Ieri, intanto, il cda bianconero ha ufficializzato la nomina a presidente di Jean Claude Blanc, che subentra a Giovanni Cobolli Gigli. «Non si apre un nuovo ciclo - ha detto il neo-presidente - Si chiuderà quello vecchio solo quando torneremo a vincere». Il calcio sostenibile è il modello con cui Blanc lancia la nuova sfida nel mondo sportivo bianconero e nazionale. Non ci sono finestre aperte a nuovi ingressi, ma una nuova triade interna, composta da Alessio Secco, Michele Bergero e Marco Fassone. Però, Blanc aggiunge che «se ci sarà bisogno di migliorare, lo faremo». La terza stella è un altro obiettivo dichiarato davanti ai tifosi che non hanno mai mandato giù la revoca di due scudetti. Blanc per il momento mantiene tre cariche, quella di presidente, di amministratore delegato, di direttore generale, ma fa notare che i tre uomini di riferimento, Secco, Bergero e Fassone, rappresentano le tre anime del club, quella tecnica, quella finanziaria e quella commerciale. «La direzione futura in tutta Europa - ha poi sottolineato - è quella del contenimento delle spese folli e tanti club in Europa vanno in questa direzione, guardando il futuro: presto la Uefa fisserà nuove regole per i bilanci e i tetti di spesa dei club, per cui non si potrà spendere più del 50-60% dei ricavi. Noi, con il progetto stadio, abbiamo dimostrato di poterci arrivare». Un'altra strada sarà anche quella di investire sul settore giovanile e la Juventus metterà sul piatto 30 milioni di euro nei prossimi due-tre anni.

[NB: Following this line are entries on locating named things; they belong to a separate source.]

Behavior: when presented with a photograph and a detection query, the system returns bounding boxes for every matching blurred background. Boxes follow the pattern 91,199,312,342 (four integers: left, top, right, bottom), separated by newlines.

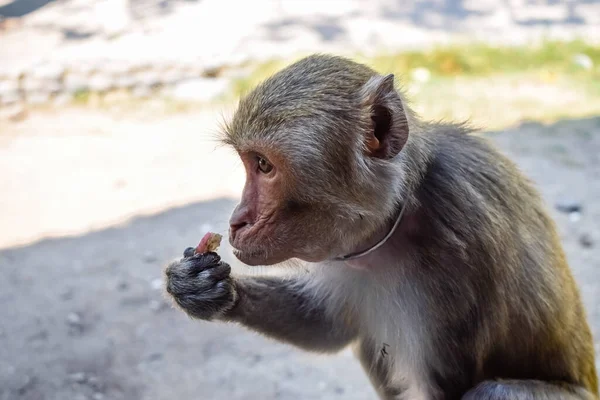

0,0,600,400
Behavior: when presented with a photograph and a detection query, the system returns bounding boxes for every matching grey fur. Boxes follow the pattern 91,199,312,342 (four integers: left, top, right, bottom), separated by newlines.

168,56,598,400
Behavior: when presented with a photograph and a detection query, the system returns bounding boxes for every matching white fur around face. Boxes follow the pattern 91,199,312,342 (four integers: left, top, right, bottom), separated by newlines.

307,257,433,400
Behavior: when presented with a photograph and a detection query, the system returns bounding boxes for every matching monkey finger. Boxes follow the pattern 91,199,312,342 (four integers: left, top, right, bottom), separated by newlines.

185,253,221,275
183,247,194,258
200,263,231,281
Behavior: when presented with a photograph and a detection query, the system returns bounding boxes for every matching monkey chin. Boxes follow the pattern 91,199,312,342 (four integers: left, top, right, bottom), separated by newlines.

233,248,289,267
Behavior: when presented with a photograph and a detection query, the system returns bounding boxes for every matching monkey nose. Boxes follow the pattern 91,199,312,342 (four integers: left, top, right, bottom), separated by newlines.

229,209,251,238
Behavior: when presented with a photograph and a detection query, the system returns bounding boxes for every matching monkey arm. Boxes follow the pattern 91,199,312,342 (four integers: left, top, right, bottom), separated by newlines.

225,277,356,352
462,380,597,400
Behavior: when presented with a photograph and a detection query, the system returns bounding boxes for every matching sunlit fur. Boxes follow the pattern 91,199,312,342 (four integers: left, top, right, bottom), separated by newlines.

168,56,598,400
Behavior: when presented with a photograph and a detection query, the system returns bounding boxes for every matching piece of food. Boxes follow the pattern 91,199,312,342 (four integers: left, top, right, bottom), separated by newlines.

183,247,196,258
195,232,223,254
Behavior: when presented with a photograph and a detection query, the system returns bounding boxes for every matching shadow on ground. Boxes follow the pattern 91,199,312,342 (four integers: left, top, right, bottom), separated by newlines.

0,118,600,400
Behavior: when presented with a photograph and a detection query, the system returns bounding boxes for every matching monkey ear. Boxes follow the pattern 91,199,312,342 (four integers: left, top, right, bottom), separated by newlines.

361,74,408,159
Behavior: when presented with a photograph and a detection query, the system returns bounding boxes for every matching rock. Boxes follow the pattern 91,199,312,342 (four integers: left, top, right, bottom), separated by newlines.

17,375,35,396
0,79,19,97
21,75,44,92
117,281,129,292
170,78,229,102
63,73,89,94
0,101,27,122
114,74,137,89
131,86,152,98
148,353,163,362
60,288,75,301
66,312,85,334
27,92,50,105
142,250,158,264
86,376,104,390
579,233,594,249
53,93,73,106
136,71,161,89
150,278,163,290
569,212,581,222
555,199,582,214
67,312,81,325
0,91,23,106
31,63,65,81
410,68,431,83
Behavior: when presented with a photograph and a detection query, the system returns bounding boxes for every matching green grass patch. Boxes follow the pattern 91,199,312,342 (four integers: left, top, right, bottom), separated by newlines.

224,41,600,129
233,41,600,96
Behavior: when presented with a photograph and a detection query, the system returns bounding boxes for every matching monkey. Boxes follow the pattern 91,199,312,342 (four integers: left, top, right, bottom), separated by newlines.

165,54,598,400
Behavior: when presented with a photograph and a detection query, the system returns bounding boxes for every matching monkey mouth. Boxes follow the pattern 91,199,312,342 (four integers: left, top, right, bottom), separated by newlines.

233,247,267,266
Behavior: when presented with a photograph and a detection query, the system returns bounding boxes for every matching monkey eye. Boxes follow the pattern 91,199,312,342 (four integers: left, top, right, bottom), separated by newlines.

258,156,273,174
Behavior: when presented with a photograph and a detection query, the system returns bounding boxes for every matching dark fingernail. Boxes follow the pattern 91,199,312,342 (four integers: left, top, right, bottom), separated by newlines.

183,247,195,258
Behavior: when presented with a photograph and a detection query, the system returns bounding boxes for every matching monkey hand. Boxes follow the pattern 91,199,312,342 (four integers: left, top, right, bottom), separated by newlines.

165,252,237,320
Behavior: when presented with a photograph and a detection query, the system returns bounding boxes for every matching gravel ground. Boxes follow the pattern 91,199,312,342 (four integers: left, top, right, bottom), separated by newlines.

0,113,600,400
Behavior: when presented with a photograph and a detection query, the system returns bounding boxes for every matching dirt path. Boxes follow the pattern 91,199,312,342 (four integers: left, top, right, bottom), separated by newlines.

0,111,600,400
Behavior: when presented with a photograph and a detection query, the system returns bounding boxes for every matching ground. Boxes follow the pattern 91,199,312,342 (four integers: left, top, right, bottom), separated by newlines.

0,110,600,400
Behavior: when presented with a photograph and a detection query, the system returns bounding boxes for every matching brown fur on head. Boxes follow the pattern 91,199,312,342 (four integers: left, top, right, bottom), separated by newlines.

224,55,412,265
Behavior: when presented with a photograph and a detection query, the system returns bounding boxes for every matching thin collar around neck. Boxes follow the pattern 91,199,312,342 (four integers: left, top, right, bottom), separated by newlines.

334,202,406,261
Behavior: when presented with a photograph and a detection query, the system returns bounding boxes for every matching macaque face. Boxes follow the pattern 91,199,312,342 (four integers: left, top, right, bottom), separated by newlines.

229,147,338,265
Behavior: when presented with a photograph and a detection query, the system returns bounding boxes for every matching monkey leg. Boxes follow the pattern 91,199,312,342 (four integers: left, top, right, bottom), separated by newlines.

462,380,597,400
354,340,404,400
225,277,356,352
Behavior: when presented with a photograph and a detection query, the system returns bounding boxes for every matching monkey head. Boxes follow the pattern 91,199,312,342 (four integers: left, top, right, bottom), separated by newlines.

224,56,409,265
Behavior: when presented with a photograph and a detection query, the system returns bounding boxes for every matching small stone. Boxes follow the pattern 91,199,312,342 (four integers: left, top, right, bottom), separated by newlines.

53,93,73,106
67,312,81,325
87,376,102,390
171,78,229,102
60,288,75,301
142,250,158,264
0,102,27,122
136,71,161,89
17,375,35,395
333,386,345,394
114,75,137,89
555,199,582,214
131,86,152,98
150,300,168,313
89,73,115,92
579,233,594,249
0,80,19,97
69,372,87,383
148,353,163,362
0,91,23,106
22,76,44,93
569,212,581,222
117,281,129,292
31,64,65,80
150,278,163,290
63,73,89,94
411,67,431,83
27,92,50,105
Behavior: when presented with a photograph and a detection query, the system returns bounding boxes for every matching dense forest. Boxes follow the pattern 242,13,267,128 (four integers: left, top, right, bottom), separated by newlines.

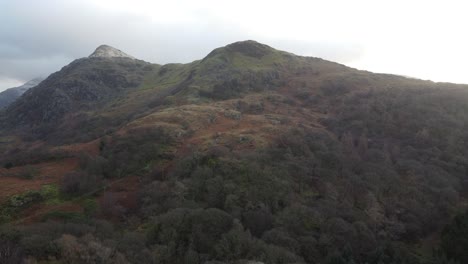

0,42,468,264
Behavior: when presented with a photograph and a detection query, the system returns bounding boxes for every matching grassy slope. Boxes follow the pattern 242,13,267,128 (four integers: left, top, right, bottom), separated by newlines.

0,40,468,258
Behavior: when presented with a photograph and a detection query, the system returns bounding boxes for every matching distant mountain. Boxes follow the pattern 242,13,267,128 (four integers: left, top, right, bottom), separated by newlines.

0,40,468,264
7,45,152,126
0,78,44,109
89,45,135,59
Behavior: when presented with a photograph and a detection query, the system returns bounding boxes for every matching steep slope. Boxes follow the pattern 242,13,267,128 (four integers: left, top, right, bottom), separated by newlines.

0,41,468,264
6,46,152,127
0,78,44,109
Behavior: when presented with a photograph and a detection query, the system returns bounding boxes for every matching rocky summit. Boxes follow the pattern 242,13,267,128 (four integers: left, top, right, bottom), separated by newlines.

89,45,135,59
0,41,468,264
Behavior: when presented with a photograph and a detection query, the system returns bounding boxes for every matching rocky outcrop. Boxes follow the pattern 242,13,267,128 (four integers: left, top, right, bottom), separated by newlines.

0,78,44,109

Qui Milan.Allegria, non euforia. Leonardo descrive cosi il clima a Milanello dopo le tre vittorie consecutive ma ricorda che «quando stai bene, la buccia di banana è dietro l'angolo». Il suo Milan stasera incontrerà il Napoli in quella che «sarà una partita a scacchi tra due squadre che, forse, ora hanno trovato un loro equilibrio». Il tecnico chiede ancora di più a tutti i suoi giocatori, compreso Ronaldinho. Nessun problema per Nesta, convocato nonostante la microfrattura al naso ridotta lunedi: «Alla fine della partita di Verona - racconta Leonardo - non sapeva cosa aveva e stava già pensando a Napoli, il che dimostra la sua forza di volontà». Ancora assenti, invece, Gattuso e Jankulovski.